Tara Ward wades bravely into one of the thorniest January questions: how late is too late to greet someone with a cheery ‘Happy New Year’?
Every January, New Zealand faces a big problem. I’m not referring to penguins strolling into petrol stations or cranky seagulls eating your chips, but something far more troubling. It’s an issue we encounter as each new year begins, and as every day in January passes, grows more and more of a high risk activity. Yet, nobody wants to talk about it.
Enough is enough. It is time to be brave. It is time to be bold.
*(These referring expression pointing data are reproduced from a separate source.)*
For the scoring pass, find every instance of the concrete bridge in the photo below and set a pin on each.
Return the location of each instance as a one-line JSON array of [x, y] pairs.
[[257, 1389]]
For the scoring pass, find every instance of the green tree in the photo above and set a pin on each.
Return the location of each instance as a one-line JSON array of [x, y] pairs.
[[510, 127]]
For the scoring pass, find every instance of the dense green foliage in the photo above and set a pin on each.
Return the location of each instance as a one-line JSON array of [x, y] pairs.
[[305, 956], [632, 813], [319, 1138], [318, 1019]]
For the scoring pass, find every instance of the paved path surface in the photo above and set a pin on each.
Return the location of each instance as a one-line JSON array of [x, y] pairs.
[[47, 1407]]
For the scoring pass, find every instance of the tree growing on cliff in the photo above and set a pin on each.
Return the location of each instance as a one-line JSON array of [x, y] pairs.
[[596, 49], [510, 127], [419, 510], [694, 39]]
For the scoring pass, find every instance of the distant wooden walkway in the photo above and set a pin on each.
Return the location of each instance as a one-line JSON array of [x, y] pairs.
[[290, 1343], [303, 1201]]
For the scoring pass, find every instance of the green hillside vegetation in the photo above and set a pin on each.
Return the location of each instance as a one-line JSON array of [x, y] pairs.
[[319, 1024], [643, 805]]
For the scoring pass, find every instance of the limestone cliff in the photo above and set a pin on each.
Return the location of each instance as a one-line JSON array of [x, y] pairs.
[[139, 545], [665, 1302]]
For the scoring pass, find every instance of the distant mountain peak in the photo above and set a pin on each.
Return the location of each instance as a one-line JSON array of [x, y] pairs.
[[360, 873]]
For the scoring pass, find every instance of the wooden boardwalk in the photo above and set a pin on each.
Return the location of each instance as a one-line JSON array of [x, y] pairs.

We must discuss the fact that nobody in this country knows when to stop wishing people a Happy New Year.
They’re only three little words, but knowing when to cease and desist with a jubilant “happy new year” is a social minefield. Every January 1 we go wild about surviving another spin on the Gregorian rollercoaster of life, throwing out joyful new year greetings like a lolly scramble of festive tidings.
But come mid-January, we’re in murky waters. The year is no longer new nor happy, yet we persist in offering up these awkward greetings. Is it still the new year once you’re back at work? Once I wished a colleague a Happy New Year on January 23 and she laughed in my face. Someone online claimed it’s fine to wish people a Happy New Year until Valentine’s Day. That is outrageous.
When does the New Year stop and the Definitely Not New Year begin? Does it end at 11.59pm on January 1, or should we embrace the celebration so wholeheartedly that we stretch it from December through to February? It’s risky, either way. Ease off the HNY pedal too soon and you miss out on the festive fun, linger in the zone too long and “it’s too late, fool” will ring in your ears until Anzac Day.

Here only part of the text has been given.